Anyone tracking the global economy has an eye on China, for obvious reasons. China has led the world's growth for the better part of two decades, and now the growth story has entered a new phase. China is weakening its currency (renminbi/yuan), and trying to throttle its vast credit/shadow banking expansion even as it claims to be expanding at a phenomenal clip (7+% annually).

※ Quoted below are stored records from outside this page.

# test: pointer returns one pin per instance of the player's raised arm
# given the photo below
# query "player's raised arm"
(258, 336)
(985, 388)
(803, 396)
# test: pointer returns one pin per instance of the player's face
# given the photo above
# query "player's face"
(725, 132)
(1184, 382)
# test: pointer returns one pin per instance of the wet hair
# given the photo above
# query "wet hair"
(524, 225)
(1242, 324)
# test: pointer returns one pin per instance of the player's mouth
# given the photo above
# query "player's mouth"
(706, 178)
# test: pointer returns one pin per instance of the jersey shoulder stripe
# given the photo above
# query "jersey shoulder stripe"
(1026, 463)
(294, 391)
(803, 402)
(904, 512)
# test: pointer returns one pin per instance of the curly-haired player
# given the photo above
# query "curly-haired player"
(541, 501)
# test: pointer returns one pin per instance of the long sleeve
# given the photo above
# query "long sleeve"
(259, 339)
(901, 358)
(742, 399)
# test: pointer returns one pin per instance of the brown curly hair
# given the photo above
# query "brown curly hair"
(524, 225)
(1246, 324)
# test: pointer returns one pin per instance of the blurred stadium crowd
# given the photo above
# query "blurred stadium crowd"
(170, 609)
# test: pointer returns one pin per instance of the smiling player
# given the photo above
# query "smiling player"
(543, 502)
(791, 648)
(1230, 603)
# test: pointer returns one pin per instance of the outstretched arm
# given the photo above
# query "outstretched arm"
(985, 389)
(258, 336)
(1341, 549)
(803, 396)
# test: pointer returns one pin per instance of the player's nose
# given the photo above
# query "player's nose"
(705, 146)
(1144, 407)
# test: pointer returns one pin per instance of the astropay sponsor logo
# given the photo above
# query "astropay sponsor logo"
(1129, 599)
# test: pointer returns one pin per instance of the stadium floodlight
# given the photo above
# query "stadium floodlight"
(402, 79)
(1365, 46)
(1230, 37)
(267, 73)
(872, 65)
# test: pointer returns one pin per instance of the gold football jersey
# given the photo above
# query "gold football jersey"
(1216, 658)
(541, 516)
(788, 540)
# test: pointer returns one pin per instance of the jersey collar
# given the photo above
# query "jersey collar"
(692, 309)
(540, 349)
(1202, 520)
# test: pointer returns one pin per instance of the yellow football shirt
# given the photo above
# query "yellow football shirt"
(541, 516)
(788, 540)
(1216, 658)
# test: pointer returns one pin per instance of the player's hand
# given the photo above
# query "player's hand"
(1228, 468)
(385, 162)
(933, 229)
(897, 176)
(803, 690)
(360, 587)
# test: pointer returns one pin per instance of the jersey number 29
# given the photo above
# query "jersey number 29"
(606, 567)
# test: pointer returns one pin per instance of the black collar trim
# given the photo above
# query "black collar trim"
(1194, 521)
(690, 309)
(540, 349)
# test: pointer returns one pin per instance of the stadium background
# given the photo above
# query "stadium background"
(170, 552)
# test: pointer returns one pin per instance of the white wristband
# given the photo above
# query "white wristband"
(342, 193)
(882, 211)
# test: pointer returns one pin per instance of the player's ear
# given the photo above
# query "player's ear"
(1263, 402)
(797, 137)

I think we can shed some insightful analytic light by saying that the low-hanging fruit in China has been picked, and this creates an entirely new set of problems and challenges.

The first thing to note about nations experiencing rapid growth is mathematical: when China's economy (in purchasing power parity (PPP) or nominal dollars) GDP was $500 billion, an expansion of $50 billion equated to 10% a year.

Now that China's PPP gross domestic product is around $8 trillion, a 10% growth rate would require an expansion of $800 billion--larger than the entire GDP of Indonesia or Turkey.

Obviously, fast growth is easy when low-hanging fruit are abundant, and it becomes progressively more difficult to maintain as the economy expands.  

This pattern of rapid growth, maturity and stagnation can be seen in the S-Curve, a pattern that natural and human-made systems alike track.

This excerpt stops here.